당신이 ElGamal에 대해 들었는데, 이것은 몇 가지 멋진 특성을 가지고 있다고 들었습니다. 저는 모든 비트를 다른 비밀로 암호화했으므로 당신은 제 플래그값을 복구할 수 못합니다.

풀이

from Crypto.Random import random
from Crypto.Util.number import getPrime, bytes_to_long

FLAG = b'crypto{??????????????????????????????????????????}'


def get_padding():
    seed = 256
    e = random.randint(2, q)
    padding = pow(seed, e, q)
    return padding


def public_key():
    x = random.randint(2, q)
    return pow(g, x, q)


def encrypt(m, h):
    y = random.randint(2, q)
    s = pow(h, y, q)
    c1 = pow(g, y, q)
    c2 = (s * m) % q
    return (c1, c2)


m = bytes_to_long(FLAG)
q = 117477667918738952579183719876352811442282667176975299658506388983916794266542270944999203435163206062215810775822922421123910464455461286519153688505926472313006014806485076205663018026742480181999336912300022514436004673587192018846621666145334296696433207116469994110066128730623149834083870252895489152123
g = 104831378861792918406603185872102963672377675787070244288476520132867186367073243128721932355048896327567834691503031058630891431160772435946803430038048387919820523845278192892527138537973452950296897433212693740878617106403233353998322359462259883977147097970627584785653515124418036488904398507208057206926

while m:
    padding = get_padding()
    me = padding << 1 + m % 2
    h = public_key()
    (c1, c2) = encrypt(me, h)
    print(f'(public_key={hex(h)})')
    print(f'(c1={hex(c1)}, c2={hex(c2)})')
    m //= 2

output.txt

코드를 g가 르장드르 심볼을 보고 mod q에서 이차잉여값 인 것을 알았다.
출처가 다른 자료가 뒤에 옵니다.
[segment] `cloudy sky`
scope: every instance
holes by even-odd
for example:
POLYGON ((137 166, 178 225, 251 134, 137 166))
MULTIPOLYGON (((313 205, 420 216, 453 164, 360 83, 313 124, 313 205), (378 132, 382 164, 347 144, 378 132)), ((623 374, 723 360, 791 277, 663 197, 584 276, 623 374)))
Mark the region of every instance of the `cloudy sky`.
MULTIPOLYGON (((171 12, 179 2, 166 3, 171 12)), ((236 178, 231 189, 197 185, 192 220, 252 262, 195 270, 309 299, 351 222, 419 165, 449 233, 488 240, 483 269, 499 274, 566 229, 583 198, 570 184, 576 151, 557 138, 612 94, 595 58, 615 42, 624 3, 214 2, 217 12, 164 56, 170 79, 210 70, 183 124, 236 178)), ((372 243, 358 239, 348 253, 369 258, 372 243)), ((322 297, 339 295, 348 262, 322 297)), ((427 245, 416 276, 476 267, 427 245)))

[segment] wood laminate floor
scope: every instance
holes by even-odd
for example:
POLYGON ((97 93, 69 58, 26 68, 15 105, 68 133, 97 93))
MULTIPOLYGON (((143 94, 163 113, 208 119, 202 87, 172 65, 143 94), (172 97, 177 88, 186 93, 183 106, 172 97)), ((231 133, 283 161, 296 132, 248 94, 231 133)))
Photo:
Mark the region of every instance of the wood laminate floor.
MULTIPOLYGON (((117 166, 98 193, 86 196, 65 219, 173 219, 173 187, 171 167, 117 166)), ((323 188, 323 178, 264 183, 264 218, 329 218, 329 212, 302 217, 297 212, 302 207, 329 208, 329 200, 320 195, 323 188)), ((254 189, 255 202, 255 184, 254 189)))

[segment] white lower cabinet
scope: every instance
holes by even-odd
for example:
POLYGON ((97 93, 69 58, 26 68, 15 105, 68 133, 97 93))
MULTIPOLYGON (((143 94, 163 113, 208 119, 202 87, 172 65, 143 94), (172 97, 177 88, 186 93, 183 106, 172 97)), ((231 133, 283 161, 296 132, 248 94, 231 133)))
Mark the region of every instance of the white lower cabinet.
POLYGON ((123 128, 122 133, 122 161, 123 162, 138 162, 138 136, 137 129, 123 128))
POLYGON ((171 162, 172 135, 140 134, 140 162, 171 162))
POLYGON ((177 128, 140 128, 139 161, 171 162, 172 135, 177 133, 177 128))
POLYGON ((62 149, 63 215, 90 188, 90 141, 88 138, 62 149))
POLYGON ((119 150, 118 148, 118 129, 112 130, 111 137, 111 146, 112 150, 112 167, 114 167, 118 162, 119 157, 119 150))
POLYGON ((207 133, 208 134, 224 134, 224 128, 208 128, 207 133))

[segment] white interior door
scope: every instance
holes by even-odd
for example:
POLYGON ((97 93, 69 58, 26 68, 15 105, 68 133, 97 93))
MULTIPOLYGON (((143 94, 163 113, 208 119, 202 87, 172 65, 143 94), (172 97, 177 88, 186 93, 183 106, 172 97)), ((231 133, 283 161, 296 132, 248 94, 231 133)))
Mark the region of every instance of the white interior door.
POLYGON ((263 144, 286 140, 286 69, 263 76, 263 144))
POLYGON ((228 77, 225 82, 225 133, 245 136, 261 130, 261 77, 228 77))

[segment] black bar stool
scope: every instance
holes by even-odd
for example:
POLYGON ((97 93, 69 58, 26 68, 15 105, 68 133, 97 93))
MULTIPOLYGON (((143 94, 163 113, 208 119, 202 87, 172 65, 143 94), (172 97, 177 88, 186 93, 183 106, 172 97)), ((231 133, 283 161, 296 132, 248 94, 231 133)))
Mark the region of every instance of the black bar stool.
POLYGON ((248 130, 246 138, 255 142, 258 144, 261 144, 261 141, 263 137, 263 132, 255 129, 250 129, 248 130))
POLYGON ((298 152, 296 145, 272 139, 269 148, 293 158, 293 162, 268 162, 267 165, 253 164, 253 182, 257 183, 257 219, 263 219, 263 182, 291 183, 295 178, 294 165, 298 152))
그런 다음 암호화할 메시지를 생성하는 실제 작업 순서가 padding << (1 + (m % 2))임을 알아내면 padding∗2 또는padding∗4로 동일함을 알 수 있습니다.

패딩으로 사용되는 생성 변수 e도 이차잉여이므로 m∈QR, m=1이다.

2가 이차잉여인지 빠르게 테스트 후, 하나씩 모든 비트를 수집하고 복호화를 하게 되면

from Crypto.Util.number import long_to_bytes

q = 117477667918738952579183719876352811442282667176975299658506388983916794266542270944999203435163206062215810775822922421123910464455461286519153688505926472313006014806485076205663018026742480181999336912300022514436004673587192018846621666145334296696433207116469994110066128730623149834083870252895489152123
g = 104831378861792918406603185872102963672377675787070244288476520132867186367073243128721932355048896327567834691503031058630891431160772435946803430038048387919820523845278192892527138537973452950296897433212693740878617106403233353998322359462259883977147097970627584785653515124418036488904398507208057206926

def legendre_symbol(a, p):
    return pow(a, (p - 1) // 2, p)

assert(legendre_symbol(g, q) == 1)
f = open('output_1078aca02f2ab796a8c51773f3c332ee.txt')

lines = f.readlines()

flag = ""

for i in range(0, len(lines), 2):
    public_key = lines[i][1:-2]
    ciphertexts = lines[i + 1][1:-2]

    public_key = int(public_key.split("=")[1], 16)
    c1, c2 = ciphertexts.split(", ")
    c1 = int(c1.split("=")[1], 16) 
    c2 = int(c2.split("=")[1], 16)

    if legendre_symbol(c2, q) == 1: 
        flag += "1"
    else:
        flag += "0"

flag = flag[::-1]
print(long_to_bytes(int(flag, 2)))

플래그 값은 crypto{s0m3_th1ng5_4r3_pr3served_4ft3r_encrypti0n}이다.